Sur le deuxième moyen
Enoncé du moyen
6. Le moyen critique l'arrêt attaqué en ce qu'il a confirmé le rejet de l'exception de nullité de l'ordonnance de renvoi devant le tribunal correctionnel en date du 20 mai 2019, alors « que, le juge d'instruction doit instruire à charge et à décharge et indiquer dans son ordonnance, de façon précise, les motifs pour lesquels il existe ou non des charges suffisantes au regard des réquisitions du ministère public et des observations des parties qui ont été régulièrement adressées ; qu'en rejetant l'exception de nullité de l'ordonnance de renvoi du 20 mai 2019 aux motifs qu'« aucune disposition légale n'impose de préciser la date exacte des faits, une période pouvant être retenue, ni de chiffrer le préjudice (
) », la cour d'appel n'a pas justifié sa décision au regard des articles 184, 385, 485, 802, 591 et 593 du code de procédure pénale. »
Réponse de la Cour
7. Pour rejeter l'exception de nullité de l'ordonnance de renvoi devant le tribunal correctionnel, l'arrêt attaqué énonce que cette ordonnance respecte les dispositions de l'article 184 du code de procédure pénale tant en ce qui concerne les exigences de forme que la mention de la qualification légale des faits imputés, l'indication précise des motifs pour lesquels il existe ou non des charges suffisantes contre la personne mise en examen, en précisant les éléments à charge et à décharge qui la concerne.
8. Les juges relèvent que, bien que le conteste M. [B], les éléments susceptibles de constituer une infraction sont parfaitement repris, tout comme ses dénégations ainsi que les éléments qu'il a entendu verser aux débats.
9. Les juges constatent qu'en outre, aucune disposition légale n'impose de préciser la date exacte des faits, une période pouvant être retenue, ni de chiffrer le montant du préjudice, cet élément n'étant au demeurant pas requis pour la constitution du délit d'abus de biens sociaux.
10. Ils ajoutent que M. [B] a pu assurer sa défense tout au long de l'instruction, qu'il a eu accès au dossier et a présenté des observations, qu'il était parfaitement au courant du détail des faits qui lui sont reprochés et qu'il ne peut justifier d'aucun grief.
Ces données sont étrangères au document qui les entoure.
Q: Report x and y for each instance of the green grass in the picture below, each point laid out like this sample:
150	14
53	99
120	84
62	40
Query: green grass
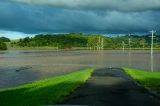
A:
44	92
150	80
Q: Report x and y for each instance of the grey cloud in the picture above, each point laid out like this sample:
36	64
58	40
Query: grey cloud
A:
35	19
118	5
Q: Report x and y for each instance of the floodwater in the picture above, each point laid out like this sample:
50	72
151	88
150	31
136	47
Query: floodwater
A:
23	66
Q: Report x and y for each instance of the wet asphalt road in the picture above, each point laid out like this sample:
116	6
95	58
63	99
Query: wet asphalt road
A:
110	87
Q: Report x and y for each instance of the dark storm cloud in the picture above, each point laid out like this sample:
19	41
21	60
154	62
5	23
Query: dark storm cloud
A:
118	5
30	18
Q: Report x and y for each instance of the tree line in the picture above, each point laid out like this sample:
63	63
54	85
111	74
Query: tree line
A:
92	41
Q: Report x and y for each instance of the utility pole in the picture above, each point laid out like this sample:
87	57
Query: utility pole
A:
102	43
152	37
123	44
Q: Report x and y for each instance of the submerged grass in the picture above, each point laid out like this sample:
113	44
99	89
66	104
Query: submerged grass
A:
150	80
44	92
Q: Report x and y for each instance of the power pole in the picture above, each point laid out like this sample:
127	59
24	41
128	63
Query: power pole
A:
123	44
152	37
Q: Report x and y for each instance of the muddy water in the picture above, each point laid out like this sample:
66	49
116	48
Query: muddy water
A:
19	67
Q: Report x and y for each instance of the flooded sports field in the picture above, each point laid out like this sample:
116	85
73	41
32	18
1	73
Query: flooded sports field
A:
23	66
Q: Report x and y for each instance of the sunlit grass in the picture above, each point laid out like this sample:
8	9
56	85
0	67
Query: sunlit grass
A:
43	92
150	80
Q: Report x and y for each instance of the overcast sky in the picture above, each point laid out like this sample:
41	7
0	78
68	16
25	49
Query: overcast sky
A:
20	18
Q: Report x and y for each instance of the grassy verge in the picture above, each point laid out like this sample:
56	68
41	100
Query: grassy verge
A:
44	92
150	80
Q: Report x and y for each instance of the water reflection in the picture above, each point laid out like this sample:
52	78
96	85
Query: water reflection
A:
49	63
11. En l'état de ces énonciations, et dès lors que les motifs de l'ordonnance de renvoi devant le tribunal correctionnel ont permis à M. [B] de connaître les faits qui lui étaient reprochés et d'assurer utilement sa défense, la cour d'appel a fait l'exacte application des textes visés au moyen.
12. Dès lors, le moyen doit être écarté.
Sur le cinquième moyen
Enoncé du moyen
13. Le moyen critique l'arrêt attaqué en ce qu'il a confirmé le jugement entrepris en ce qu'il a condamné M. [B] à huit mois d'emprisonnement avec sursis, 50 000 euros d'amende et à la peine d'interdiction d'exercer une profession, commerciale ou industrielle, de diriger, administrer, gérer ou contrôler une entreprise ou une société pour une durée de cinq ans, alors que :
« 1°/ qu' en matière correctionnelle, le juge qui prononce une peine doit en justifier la nécessité au regard des circonstances de l'infraction, de la personnalité de son auteur ainsi que de sa situation matérielle, familiale et sociale ; qu'en condamnant M. [B] à la peine de huit mois d'emprisonnement assorti du sursis sans s'être expliquée concrètement sur sa personnalité et sa situation personnelle, familiale et professionnelle, la cour d'appel n'a pas justifié sa décision au regard des critères de motivation de la peine prévus par l'article 1321 du code pénal ;
2°/ que la peine d'amende doit être motivée au regard des ressources et des charges de l'exposant ; qu'en l'espèce, en condamnant M. [B] a la peine de 50 000 euros d'amende par des constatations impropres a caractériser la prise en compte de ses charges, tandis qu'il était comparant a l'audience et aurait pu répondre a toutes les questions des juges, la cour d'appel n'a pas justifié sa décision au regard des articles 132-1, 132-20 du code pénal, 591 et 593 du code de procédure pénale ;
3°/ qu'en condamnant M. [B] à une interdiction d'exercer une profession commerciale ou industrielle, de diriger, administrer, gérer ou contrôler une entreprise ou une société pour une durée de cinq ans en ne motivant le prononcé de cette peine complémentaire qu'en référence à des éléments étrangers à la poursuite aux seules circonstances qu'il « ne présente aucune garantie démontrant sa capacité à diriger ou contrôler une entreprise, plusieurs des sociétés qu'il dirigeait ayant été liquidées » sans avoir tenu compte de sa personnalité ainsi que de sa situation matérielle, familiale et sociale et en ne recherchant pas si l'atteinte sensible portée aux intérêts économiques et pécuniaires de M. [B] était, réellement et concrètement, proportionnée, la cour d'appel n'a pas justifié ce chef de décision au regard des articles 1er du Protocole additionnel à la Convention européenne de sauvegarde des droits de l'homme et des libertés fondamentales, 130-1, 132-1, 132-19, du code pénal, 591 et 593 du code de procédure pénale. »
Réponse de la Cour
14. Pour condamner le prévenu à huit mois d'emprisonnement avec sursis, 50 000 euros d'amende, cinq ans d'interdiction de gérer et une confiscation, l'arrêt attaqué énonce que, divorcé et père d'un enfant à sa charge, il est gérant de la société [1], il a fait état de ressources mensuelles d'un montant de 2 000 euros mais n'a pas justifié de l'étendue de son patrimoine, notamment immobilier, et que son casier judiciaire ne porte pas de trace de condamnation.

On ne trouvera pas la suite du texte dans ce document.